Wohnen im Alter

fotolia_53199060.jpg

Senioren
© Ingo Bartussek - Fotolia.com

Die überwiegende Mehrheit der Bevölkerung möchte im Alter und auch bei eintretender Pflegebedürftigkeit möglichst lange in der eigenen Häuslichkeit verbleiben. Deshalb setzt sich die Hessische Landesregierung seit vielen Jahren dafür ein, dass ein möglichst breites Spektrum verschiedener Wohnformen für ältere Menschen besteht.

Wohnberatung

Informations- und Beratungsmöglichkeiten über Wohnformen und die Anpassung von Wohnraum an die Bedürfnisse älterer Menschen sowie über Fördermöglichkeiten bietet die vom Hessischen Ministerium für Soziales und Integration geförderte Fachstelle für Wohnberatung in Kassel. Hier erhalten Sie auch Informationen über die für Sie nächstgelegene Beratungsstelle:

Hessische Fachstelle für Wohnberatung
Arbeiterwohlfahrt Bezirksverband Hessen Nord e.V.
Claudia Ulrich
Silvia Wels
Wilhelmshöher Allee 32a
Tel.: 0561 5077 – 137
Fax: 0561 5077 – 437
hfw@awo-nordhessen.de

Barrierefreies und universales Bauen

Für ältere Menschen ist Barrierefreiheit in der Wohnung und im Lebensumfeld eine unabdingbare Voraussetzung, um möglichst lange unabhängig und selbstständig das tägliche Leben meistern zu können.
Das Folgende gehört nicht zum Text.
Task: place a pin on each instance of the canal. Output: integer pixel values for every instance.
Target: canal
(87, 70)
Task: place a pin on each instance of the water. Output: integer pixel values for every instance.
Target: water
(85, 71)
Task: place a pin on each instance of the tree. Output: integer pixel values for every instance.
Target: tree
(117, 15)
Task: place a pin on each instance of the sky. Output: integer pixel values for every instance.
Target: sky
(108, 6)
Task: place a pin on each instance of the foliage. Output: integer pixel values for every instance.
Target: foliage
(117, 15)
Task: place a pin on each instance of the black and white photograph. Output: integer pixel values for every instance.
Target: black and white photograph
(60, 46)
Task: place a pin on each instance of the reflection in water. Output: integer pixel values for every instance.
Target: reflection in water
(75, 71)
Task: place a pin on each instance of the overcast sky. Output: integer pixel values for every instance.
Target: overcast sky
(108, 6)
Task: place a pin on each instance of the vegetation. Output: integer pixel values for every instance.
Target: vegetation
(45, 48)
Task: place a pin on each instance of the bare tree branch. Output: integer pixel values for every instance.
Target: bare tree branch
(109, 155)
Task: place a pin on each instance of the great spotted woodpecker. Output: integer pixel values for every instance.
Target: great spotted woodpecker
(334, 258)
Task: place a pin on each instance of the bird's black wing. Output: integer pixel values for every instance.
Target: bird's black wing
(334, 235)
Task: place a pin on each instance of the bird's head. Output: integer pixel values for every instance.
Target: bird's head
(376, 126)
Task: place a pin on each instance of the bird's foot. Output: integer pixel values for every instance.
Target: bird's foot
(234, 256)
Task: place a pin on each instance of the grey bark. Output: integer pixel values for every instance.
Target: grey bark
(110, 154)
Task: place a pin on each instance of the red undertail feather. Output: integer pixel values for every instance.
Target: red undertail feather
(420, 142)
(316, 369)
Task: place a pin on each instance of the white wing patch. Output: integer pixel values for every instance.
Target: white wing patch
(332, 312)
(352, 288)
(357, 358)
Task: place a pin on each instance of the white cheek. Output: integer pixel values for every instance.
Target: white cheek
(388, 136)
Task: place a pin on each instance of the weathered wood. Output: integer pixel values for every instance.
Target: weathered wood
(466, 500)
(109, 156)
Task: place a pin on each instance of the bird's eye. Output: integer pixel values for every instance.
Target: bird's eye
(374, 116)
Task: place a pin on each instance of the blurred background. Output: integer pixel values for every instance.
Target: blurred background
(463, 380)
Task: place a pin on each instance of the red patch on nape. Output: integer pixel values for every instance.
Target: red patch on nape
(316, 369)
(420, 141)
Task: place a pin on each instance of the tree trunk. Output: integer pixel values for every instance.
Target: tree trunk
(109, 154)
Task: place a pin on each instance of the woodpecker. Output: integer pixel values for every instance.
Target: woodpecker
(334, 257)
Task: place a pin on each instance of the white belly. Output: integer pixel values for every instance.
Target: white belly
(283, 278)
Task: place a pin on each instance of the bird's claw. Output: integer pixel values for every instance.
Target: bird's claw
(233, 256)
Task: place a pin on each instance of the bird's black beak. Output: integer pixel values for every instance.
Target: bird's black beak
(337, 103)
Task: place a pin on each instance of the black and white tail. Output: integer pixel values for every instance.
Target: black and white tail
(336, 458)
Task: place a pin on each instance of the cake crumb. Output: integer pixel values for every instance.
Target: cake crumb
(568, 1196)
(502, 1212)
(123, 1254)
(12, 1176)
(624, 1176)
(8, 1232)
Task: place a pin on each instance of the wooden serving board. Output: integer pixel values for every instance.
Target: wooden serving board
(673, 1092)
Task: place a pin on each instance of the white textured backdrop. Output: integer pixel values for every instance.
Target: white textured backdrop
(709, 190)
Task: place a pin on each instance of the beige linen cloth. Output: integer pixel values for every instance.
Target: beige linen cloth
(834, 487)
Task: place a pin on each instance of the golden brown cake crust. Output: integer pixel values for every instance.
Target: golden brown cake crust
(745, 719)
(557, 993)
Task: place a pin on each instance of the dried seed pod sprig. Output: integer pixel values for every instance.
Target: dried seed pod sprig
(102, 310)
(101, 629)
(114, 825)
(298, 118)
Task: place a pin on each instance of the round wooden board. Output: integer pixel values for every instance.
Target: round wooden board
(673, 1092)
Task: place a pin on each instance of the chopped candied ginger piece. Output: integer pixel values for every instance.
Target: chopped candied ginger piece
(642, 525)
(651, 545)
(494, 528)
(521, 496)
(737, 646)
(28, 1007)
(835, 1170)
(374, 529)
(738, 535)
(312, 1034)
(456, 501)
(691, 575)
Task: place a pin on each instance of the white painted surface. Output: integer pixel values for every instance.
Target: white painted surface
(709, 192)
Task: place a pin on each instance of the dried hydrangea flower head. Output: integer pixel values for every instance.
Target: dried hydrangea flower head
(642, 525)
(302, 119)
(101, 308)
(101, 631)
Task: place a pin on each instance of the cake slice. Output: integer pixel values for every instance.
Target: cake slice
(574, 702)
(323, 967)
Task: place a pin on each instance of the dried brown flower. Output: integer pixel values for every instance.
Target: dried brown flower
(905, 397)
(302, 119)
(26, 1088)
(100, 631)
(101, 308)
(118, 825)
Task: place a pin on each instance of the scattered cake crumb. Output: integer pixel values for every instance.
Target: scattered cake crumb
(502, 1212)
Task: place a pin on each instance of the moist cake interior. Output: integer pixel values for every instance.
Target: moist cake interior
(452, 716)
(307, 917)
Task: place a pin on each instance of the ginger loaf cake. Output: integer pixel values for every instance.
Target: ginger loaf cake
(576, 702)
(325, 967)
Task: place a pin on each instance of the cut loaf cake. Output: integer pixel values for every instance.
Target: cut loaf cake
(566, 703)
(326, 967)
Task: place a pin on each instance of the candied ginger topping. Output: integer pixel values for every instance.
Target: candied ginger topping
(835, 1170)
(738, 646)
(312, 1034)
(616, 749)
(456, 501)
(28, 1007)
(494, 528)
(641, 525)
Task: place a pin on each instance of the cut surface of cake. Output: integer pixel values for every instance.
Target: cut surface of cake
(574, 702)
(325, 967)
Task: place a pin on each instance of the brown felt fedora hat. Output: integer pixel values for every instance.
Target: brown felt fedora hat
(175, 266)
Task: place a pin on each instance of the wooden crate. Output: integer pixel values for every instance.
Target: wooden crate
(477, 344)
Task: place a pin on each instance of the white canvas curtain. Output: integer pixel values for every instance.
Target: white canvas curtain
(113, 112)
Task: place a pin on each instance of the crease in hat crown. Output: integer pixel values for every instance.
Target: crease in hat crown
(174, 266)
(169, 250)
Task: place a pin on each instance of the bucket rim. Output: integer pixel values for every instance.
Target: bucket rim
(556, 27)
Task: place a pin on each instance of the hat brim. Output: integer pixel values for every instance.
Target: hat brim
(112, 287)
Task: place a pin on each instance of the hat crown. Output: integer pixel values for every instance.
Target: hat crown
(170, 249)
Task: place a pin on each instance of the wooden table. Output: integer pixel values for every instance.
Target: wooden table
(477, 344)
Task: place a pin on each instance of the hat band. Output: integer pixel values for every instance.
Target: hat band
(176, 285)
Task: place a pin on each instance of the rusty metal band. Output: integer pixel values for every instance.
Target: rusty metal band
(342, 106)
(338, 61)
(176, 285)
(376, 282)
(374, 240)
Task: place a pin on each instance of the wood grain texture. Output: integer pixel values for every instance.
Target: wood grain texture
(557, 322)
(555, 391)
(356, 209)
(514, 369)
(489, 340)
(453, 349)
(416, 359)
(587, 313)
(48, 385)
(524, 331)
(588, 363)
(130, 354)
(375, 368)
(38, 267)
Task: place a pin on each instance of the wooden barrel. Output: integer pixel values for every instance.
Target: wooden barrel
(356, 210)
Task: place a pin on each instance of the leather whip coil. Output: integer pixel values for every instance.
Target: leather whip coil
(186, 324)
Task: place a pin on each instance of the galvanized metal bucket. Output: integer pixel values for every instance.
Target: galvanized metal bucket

Die Hessische Landesregierung berücksichtigt seit langem in ihren politischen Zielen, Förderrichtlinien und Rechtsvorschriften die besonderen Bedürfnisse und Belange der älteren Mitbürgerinnen und Mitbürger sowie der Menschen mit Behinderung.

Informationen zu Fördermöglichkeiten des barrierefreien und universalen Bauens sowie die Broschüre „Barrierefreies – Universales Bauen“ erhalten Sie im Internetangebot „Barrierefrei für alle“.

Gemeinschaftliches Wohnen

Die Formen des Gemeinschaftlichen Wohnens bieten gute Möglichkeiten, den Lebens- und Wohnvorstellungen vieler Menschen gerecht zu werden, nämlich, selbständig zu leben, aber nicht allein, unabhängig zu sein, aber mit Verantwortung für andere und nur im Notfall, aber nicht „rundum“ versorgt zu sein. Diese Wohnformen werden nicht nur als Alternative für ältere Menschen eingestuft, da sie auch für Familien und jüngere Alleinstehende viele Vorteile bieten.

Die Hessische Landesregierung unterstützt den Aufbau gemeinschaftlicher Wohnprojekte über die Förderung der Hessischen Wohnberatungsstelle, die die Landesarbeitsgemeinschaft „Gemeinschaftliches Wohnen“ moderiert.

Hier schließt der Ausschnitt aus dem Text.